Elphame · 07/11/2023 09:33

Annoys me too. I hate buying clothes online. Sizing is a complete lottery nowadays and despite following size guides it’s completely hit and miss whether something will fit.

I really resent paying to return something that doesn’t fit even if I’ve actually ordered the “correct” size.

Shmithecat2 · 07/11/2023 09:46

fitzwilliamdarcy · 07/11/2023 09:07

God, yes. I have the opposite problem - I'm really short, and nobody in the fashion world has realised that fat women can be short/short women aren't all a size 6. I'm getting off topic now but clothing is infuriating!

Solidarity 🤜🤛

amusedbush · 07/11/2023 14:55

fitzwilliamdarcy · 07/11/2023 09:07

God, yes. I have the opposite problem - I'm really short, and nobody in the fashion world has realised that fat women can be short/short women aren't all a size 6. I'm getting off topic now but clothing is infuriating!

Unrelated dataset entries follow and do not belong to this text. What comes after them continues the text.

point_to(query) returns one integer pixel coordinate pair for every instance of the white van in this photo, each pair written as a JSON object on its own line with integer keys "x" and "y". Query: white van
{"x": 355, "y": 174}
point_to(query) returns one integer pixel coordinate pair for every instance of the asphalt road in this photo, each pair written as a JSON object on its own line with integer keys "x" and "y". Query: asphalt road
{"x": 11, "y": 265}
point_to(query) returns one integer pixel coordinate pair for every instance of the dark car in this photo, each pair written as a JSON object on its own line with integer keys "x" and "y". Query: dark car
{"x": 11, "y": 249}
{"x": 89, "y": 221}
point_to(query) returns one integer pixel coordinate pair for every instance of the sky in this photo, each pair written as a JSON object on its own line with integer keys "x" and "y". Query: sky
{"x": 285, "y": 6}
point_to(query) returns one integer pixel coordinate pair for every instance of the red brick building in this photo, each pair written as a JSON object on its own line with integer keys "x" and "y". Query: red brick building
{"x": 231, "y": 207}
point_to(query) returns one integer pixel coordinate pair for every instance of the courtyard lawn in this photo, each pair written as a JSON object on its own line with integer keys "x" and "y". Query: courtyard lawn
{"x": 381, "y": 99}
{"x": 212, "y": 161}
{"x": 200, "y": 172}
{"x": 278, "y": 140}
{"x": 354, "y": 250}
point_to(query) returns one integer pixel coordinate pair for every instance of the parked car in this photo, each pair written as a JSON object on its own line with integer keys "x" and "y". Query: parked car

I feel your pain. Trying to find jeans is a nightmare because most petite ranges only go up to a size 14 or 16, but the shortest length in the normal range is usually 32.

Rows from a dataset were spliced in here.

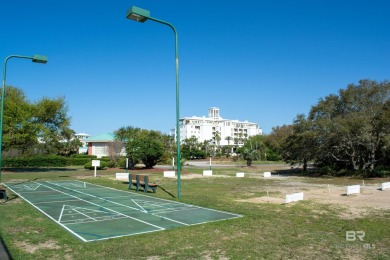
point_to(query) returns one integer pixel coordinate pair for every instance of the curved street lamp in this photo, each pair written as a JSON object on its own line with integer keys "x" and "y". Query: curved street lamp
{"x": 142, "y": 15}
{"x": 35, "y": 58}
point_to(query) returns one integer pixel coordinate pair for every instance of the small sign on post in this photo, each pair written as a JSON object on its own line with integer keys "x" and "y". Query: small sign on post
{"x": 95, "y": 163}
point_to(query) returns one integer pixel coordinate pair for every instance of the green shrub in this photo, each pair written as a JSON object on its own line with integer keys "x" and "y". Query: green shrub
{"x": 88, "y": 165}
{"x": 111, "y": 164}
{"x": 83, "y": 156}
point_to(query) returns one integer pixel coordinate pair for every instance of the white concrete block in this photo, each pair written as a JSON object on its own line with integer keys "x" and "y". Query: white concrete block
{"x": 385, "y": 185}
{"x": 121, "y": 176}
{"x": 294, "y": 197}
{"x": 353, "y": 189}
{"x": 240, "y": 174}
{"x": 169, "y": 173}
{"x": 267, "y": 174}
{"x": 207, "y": 172}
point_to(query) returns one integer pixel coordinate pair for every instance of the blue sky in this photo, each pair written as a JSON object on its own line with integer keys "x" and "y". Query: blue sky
{"x": 261, "y": 61}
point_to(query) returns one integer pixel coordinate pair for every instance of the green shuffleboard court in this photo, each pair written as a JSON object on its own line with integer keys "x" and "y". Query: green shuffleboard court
{"x": 93, "y": 212}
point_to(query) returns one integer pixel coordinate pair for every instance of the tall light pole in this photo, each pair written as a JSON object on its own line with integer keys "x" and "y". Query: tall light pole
{"x": 34, "y": 58}
{"x": 141, "y": 15}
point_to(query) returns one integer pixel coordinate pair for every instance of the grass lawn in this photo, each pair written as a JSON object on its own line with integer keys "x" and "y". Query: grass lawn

It's like "You're fat with a 28" inside leg? Gross. Here's a cold shoulder muumuu with a rhinestone butterfly on it."

user1477391263 · 07/11/2023 23:56

I think we’re looking at a perfect storm of “online shopping has hollowed out RL retail and has now decided to stop giving away freebies now that there is little alternative,” and “we have a lot more people with bigger bodies that are just inherently hard to fit.”

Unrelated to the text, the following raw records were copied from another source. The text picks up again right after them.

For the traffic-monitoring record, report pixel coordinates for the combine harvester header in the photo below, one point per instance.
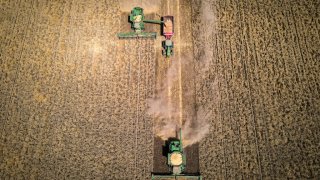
(176, 161)
(137, 20)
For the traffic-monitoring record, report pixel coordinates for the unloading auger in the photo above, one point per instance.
(137, 20)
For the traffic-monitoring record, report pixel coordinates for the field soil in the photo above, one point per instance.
(74, 98)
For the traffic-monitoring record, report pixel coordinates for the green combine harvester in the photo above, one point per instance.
(176, 161)
(137, 21)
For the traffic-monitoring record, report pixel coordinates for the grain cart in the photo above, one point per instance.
(176, 161)
(137, 21)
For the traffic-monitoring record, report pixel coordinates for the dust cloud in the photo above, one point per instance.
(149, 6)
(194, 127)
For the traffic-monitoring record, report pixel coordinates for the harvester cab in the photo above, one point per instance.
(176, 161)
(137, 20)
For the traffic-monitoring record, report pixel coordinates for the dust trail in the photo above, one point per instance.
(168, 115)
(149, 6)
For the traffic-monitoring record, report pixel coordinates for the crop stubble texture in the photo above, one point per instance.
(73, 98)
(262, 89)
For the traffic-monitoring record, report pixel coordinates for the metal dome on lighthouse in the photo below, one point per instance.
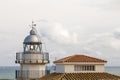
(33, 38)
(32, 42)
(32, 60)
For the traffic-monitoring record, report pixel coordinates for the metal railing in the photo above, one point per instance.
(32, 58)
(30, 74)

A group of slim people all tend to have “relatively” similar bodies, other than height; a group of plus-size people will vary much, much more, because people vary so much in terms of where they store the extra fat. Some women store it in their busts, some round the stomach, some in the thighs, some women’s breasts droop lower than others….This makes it far, far harder to just look at numbers on a webpage and be confident it’s going to fit you.

Clothes-making has the same issue! On these threads, someone always comes up saying “We’ll all just have to start making our own clothes instead,” but unless you are skilled enough to draft your own patterns, plus size sewists and knitters face the same problem because they struggle to find patterns that really fit them! I am a knitter and on American forums in particular where most women are overweight, it’s constant argument; the knitters and sewists complain that the pattern writers are leaving them out or that the plus size patterns do not fit them anyway; the pattern writers retort that “I only have so much time to draft patterns and it’s really hard; trying to cover EVERY permutation of the human body is impossible, and even trying to do this would mean we’ll all have to either accept a drastically reduced range of pattern choice or pay a LOT more for our patterns…”

I suppose that sewists DO have the advantage of being able to adjust things if they have any skill at all, and to be honest I think this is probably the best way forward for many women who are struggling with these issues; order from companies with sizing you know from experience and order slightly on the larger size, then adjust it yourself or find a dressmaking service that is prepared to do some pinning and taking-in in the necessary areas to make it fit. Not that that helps taller women though!

I mostly just avoid clothes shopping and stick exclusively to Sea Salt and Pact as their quality and sizing are consistent, and afford their higher prices by just buying clothes very occasionally (once or twice a year) and only things I will wear for years. Until very recently, this was how most people shopped for clothes; I think a lot of the problems being discussed on here are downstream of the kind of clothing habits where it’s considered normal to be constantly buying new things that will end up only being worn a few times.

MidnightMeltdown · 08/11/2023 01:07

It's not just paying for returns that puts me off ordering, it's also the fact that some retailers take weeks to issue a refund.

Some retailers are very efficient - John Lewis, M&S, and Mint Velvet for example, all have excellent customer service and tend to issue refunds within a couple of days - so these are often the places that I will look first.

When retailers take 2 weeks plus to issue a refund, it puts me off buying from them. Especially if they are expensive brands. I think they are taking the piss and I don't like paying a premium for a shit service.